The Talibani Minister for the Promotion of Virtue and Prevention of Vice, Khalid Hanafi, announced the ban, stating that "even when an adult female prays and another female passes by, she must not pray loudly enough for them to hear." He emphasized that a woman's voice is considered "awrah"—meaning that which must be covered and shouldn't be heard in public.

"When women are not permitted to call takbir or athan [Islamic call to prayer], they certainly cannot sing songs or [make] music," Hanafi said, according to the New York Post. "How could they be allowed to sing if they aren't even permitted to hear each other's voices while praying, let alone for anything else?"

Further details of the Taliban's ruling remain unclear, but Hanafi indicated that it "will be gradually implemented, and God will be helping us in each step we take."

Human rights activists both within Afghanistan and globally have condemned the move, asserting that it effectively bans Afghan women from holding conversations with one another. "It is hard to imagine the situation getting worse after the Taliban banned women's voices and faces in public last month, but with this latest decree, we have seen that the Taliban's capacity to inflict harm on women has no limits," said Zohal Azra from the Australian Hazara Advocacy Network. She noted that since the Taliban's return to power, they have systematically erased women and girls from public life through over 105 decrees, enforced violently and arbitrarily.

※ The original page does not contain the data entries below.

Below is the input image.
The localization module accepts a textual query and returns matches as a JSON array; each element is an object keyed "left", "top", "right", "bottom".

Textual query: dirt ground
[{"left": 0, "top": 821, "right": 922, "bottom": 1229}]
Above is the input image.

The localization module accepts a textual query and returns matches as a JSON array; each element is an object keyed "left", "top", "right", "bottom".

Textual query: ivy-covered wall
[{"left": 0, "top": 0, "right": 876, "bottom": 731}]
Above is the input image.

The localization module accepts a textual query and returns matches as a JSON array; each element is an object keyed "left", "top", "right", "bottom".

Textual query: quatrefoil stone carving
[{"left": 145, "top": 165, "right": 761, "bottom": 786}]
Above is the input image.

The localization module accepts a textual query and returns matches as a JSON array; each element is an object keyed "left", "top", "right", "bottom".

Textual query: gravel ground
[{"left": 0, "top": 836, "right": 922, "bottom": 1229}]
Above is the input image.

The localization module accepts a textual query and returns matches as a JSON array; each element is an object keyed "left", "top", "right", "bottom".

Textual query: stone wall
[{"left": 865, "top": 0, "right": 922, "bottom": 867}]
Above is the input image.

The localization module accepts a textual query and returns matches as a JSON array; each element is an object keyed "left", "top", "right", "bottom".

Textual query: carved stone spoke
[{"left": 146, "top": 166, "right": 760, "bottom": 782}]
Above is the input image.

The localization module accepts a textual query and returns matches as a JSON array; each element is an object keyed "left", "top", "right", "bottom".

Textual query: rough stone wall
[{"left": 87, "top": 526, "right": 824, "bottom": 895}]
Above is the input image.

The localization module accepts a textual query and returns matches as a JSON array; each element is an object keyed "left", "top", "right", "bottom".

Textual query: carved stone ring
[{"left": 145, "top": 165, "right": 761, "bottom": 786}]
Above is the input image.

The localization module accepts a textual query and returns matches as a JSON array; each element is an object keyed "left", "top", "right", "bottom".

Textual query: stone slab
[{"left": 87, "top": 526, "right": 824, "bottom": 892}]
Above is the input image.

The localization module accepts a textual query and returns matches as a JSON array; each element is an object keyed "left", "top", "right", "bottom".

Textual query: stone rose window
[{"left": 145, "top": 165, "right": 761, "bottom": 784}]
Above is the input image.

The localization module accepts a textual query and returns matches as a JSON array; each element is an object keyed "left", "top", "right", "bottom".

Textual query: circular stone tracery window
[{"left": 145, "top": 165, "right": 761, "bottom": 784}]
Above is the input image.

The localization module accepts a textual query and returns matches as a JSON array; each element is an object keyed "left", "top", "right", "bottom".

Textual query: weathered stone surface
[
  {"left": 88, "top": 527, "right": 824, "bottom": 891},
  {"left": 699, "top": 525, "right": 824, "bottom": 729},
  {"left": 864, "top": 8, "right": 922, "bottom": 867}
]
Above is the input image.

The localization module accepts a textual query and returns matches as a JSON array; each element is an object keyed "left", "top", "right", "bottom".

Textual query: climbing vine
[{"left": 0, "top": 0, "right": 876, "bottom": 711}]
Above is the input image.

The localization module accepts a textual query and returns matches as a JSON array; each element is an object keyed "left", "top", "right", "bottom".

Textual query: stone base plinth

"The situation is so dire that it requires urgent global intervention to support women in Afghanistan. Through these decrees, the Taliban has established a system of gender apartheid," Zaki Haidari, Amnesty International Australia's Strategic Refugee Rights Campaigner, stated. She added that the situation for women and girls in Afghanistan is "growing darker by the day." Haidari, who is of Hazara background, remarked, "The Taliban is methodically punishing women, seemingly testing how far they can push before the world responds."

Earlier, on September 29, United Nations Chief Antonio Guterres expressed deep concern over the situation in Afghanistan, likening it to some of the most egregious systems of oppression in recent history.

Notably, the Taliban have attempted to partially defend their new laws by claiming they are intended to safeguard women. Long before the Taliban's rise to power, Afghanistan granted women the right to vote in 1919, a year before the United States, and opened its first schools for girls in 1921, according to The Washington Post.